民國四十三年,在菩提樹雜誌社朱斐居士的引介下,加入了台中蓮社的青年團體文藝班,在歡迎會上首次拜見了您,當時您贈予一串念珠─放在紙盒裏,作為見面禮,從此便與您結下了深厚的師生之誼,也與蓮社結下了不解緣。也在那一年,在您和平街寓所的佛堂前,您主持之下通信皈依了南亭法師。從此一方面在蓮社讀國文補習班,以充實自己,一方面在您嚴格的訓練下學習講演,參與弘法工作。由於演講有些心得,民國四十五年教師演講比賽時倖獲全市第一,無可置疑的,這都是您平時指導的演講術有以致之。因為從小愛好畫圖,又鑑於當時佛門繪畫人材奇缺,在樹刊朱居士的鼓勵下,開始了繪畫弘法的工作,從樹刊連載「釋迦佛陀畫傳」開始,至今仍執著禿筆,盡一份佛子應盡的弘法工作。每到佛陀聖誕,常為製作壁報以及各種海報、傳單,與文藝班的師兄們忙到深夜,而中慧班的女青年也在您調教下苦練著演講,好大顯身手,曾使孔奉祀官聽了讚嘆不已!在蓮社的大家庭中,您是我們敬愛的大家長,學生的我們彼此真誠相處,親如手足,其樂也融融。在您人格的感召下,誰親近了您,就被吸引住,誰也不會離開您!一期又一期的國文補習班,一期又一期的佛學講座及國學講座,以及各道場的定期講經………經您栽培,感化的學生及民眾,不知凡幾!而讀您的「佛學問答」以及各種弘法文字而信仰佛教,懂得念佛的人更難以估計!一本「當生成就之佛法」,上百萬的人讀過,至今全省各地還不斷的在印行、流通。是您,把正統的佛法從大陸帶到台灣:是您,把稱佛名號的淨土宗首先介紹到台灣,根植於台中,從此「阿彌陀佛」聖號遍滿寶島,淨化了多少人心,消除了多少災厄,成就了多少行者!而住在台中的人何其幸運!因為您三十七年來台中,一住就是三十八年,直到您圓寂為止!您常說:「我愛台灣、愛台中,反而你們生長在台中的,卻不愛台中!」生為台中人的我聽了多慚愧!尤其看到從台北、從高雄、從偏遠的山區奔波著趕來台中聽您說法的人們,住在台中的人豈不太有福氣了!可是也太不會珍惜這份福氣了!如今,您走了,才嘆息「福薄」已悔之晚矣!

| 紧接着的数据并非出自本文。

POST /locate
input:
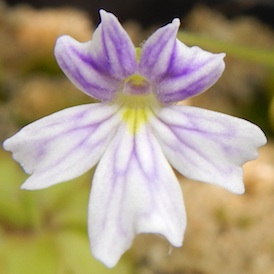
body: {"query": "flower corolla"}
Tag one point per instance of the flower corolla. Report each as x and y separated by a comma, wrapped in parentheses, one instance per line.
(136, 134)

今天是週三,是您講經的日子,每次我都在慈館後門口迎接,並扶著您走進休息室。當您安坐在藤椅後,便示意我也坐下。但是,今天門口冷冷清清,不見您的座車,休息室裡的籐椅上,看不到您的影子,也再也聽不到您的法音了!恩師啊!您答應過的,要繼續講華嚴經啊!怎麼就此半途而廢呢?是的,您並未休息,講經是您最大的使命,您在常寂光中仍然不疲不厭地在說法,只是愚鈍的我感知不到而已!
您向來不在外地過夜的,雖然您所創辦的各聯體機構,都設有「導師室」,但是您那裏都沒睡過。可是這一次您住在蓮社的時間最長久了─整整四十九天,而在荼毘之後也將住下一大段時間,只是並不是您的法體,而是您的靈體、靈骨!也是您的精神!是的,雖然您的肉體不見了,法身卻無所不在,您的精神永遠活在弟子們的心中,抹也抹不掉的!!